A depressão pode ser tratada com vários tipos diferentes de psicoterapia. Cada tipo envolve uma abordagem de curto prazo para ajudar um paciente a lidar com um problema específico. Obviamente, nenhum objetivo chega rapidamente e é por isso que a psicoterapia prolongada é geralmente necessária para tratar a depressão. O sucesso da terapia depende da experiência do médico e da capacidade do paciente de se sentir confortável com o terapeuta. Existem vários tipos de terapias em grupo especializadas e supervisionadas, como grupos de luto, aulas de controle do estresse, aconselhamento matrimonial e terapia familiar.

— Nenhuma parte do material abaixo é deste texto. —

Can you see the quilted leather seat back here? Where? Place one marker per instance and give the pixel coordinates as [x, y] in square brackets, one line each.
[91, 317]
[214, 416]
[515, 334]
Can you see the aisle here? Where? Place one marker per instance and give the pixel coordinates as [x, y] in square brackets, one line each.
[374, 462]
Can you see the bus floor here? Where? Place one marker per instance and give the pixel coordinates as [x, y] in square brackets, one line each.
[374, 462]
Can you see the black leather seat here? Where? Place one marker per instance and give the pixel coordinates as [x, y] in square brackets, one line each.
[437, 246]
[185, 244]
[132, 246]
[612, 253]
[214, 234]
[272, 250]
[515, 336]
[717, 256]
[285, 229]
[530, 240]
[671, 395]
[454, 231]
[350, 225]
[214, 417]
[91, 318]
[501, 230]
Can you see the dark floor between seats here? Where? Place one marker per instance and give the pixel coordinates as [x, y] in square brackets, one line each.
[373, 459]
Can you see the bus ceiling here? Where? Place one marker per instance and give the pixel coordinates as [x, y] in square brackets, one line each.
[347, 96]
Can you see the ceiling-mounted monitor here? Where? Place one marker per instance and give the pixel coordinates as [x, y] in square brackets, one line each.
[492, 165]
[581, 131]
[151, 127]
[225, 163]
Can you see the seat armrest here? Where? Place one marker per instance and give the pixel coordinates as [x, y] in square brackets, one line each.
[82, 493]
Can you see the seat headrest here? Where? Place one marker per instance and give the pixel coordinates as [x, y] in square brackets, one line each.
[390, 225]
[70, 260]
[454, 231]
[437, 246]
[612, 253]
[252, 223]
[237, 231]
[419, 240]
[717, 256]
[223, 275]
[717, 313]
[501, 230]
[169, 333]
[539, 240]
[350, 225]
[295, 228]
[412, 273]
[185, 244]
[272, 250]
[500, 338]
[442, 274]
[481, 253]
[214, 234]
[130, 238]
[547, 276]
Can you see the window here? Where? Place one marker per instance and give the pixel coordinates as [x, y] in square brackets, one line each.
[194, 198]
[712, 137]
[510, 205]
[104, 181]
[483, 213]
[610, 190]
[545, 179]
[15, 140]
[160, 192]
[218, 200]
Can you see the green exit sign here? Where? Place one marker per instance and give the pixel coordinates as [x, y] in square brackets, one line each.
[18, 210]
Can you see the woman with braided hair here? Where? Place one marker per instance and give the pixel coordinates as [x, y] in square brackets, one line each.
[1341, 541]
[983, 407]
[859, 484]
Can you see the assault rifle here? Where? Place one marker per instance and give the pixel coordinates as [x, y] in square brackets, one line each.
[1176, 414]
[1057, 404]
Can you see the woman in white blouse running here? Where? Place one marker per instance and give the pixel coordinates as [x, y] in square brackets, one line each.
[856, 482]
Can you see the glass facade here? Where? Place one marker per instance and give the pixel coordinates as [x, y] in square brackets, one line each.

  • Terapia eletroconvulsiva: Embora as pessoas considerem essa forma de terapia bastante invasiva e insegura, um fato comprovado é que a terapia eletroconvulsiva geralmente é segura e eficaz. Embora os resultados sejam positivos, ainda não está claro como isso funciona. Os especialistas estão assumindo que o procedimento pode afetar os níveis de neurotransmissores no cérebro de um paciente, aliviando os sintomas de depressão. O efeito colateral mais comum é a confusão que dura de alguns minutos a várias horas, embora algumas pessoas experimentem perda transitória de memória.
  • Terapia de luz: Embora essa forma de terapia não possa ser usada com todos os tipos de depressão, a terapia com luz pode ajudar no tratamento de distúrbios afetivos sazonais. Esse distúrbio envolve períodos de depressão que se repetem na mesma época todos os anos, geralmente quando os dias são mais curtos no outono e inverno. Isso ocorre porque os cientistas acreditam que as horas de luz solar podem aumentar os níveis de melatonina, um hormônio cerebral considerado o principal regulador do humor do sono e da depressão.

Autor: C. Michaud

C. Michaud, Inf., PhD., É residente em psiquiatria e doutorando em ciências biomédicas na Universidade de Montreal. Um de seus principais campos de estudo é o fenômeno da violência entre pessoas com transtornos mentais. Professora Associada da Escola de Enfermagem da Universidade Sherbrooke. Ela é pesquisadora regular do Grupo de Pesquisa Interuniversitária em Ciências de Enfermagem de Quebec (GRIISIQ).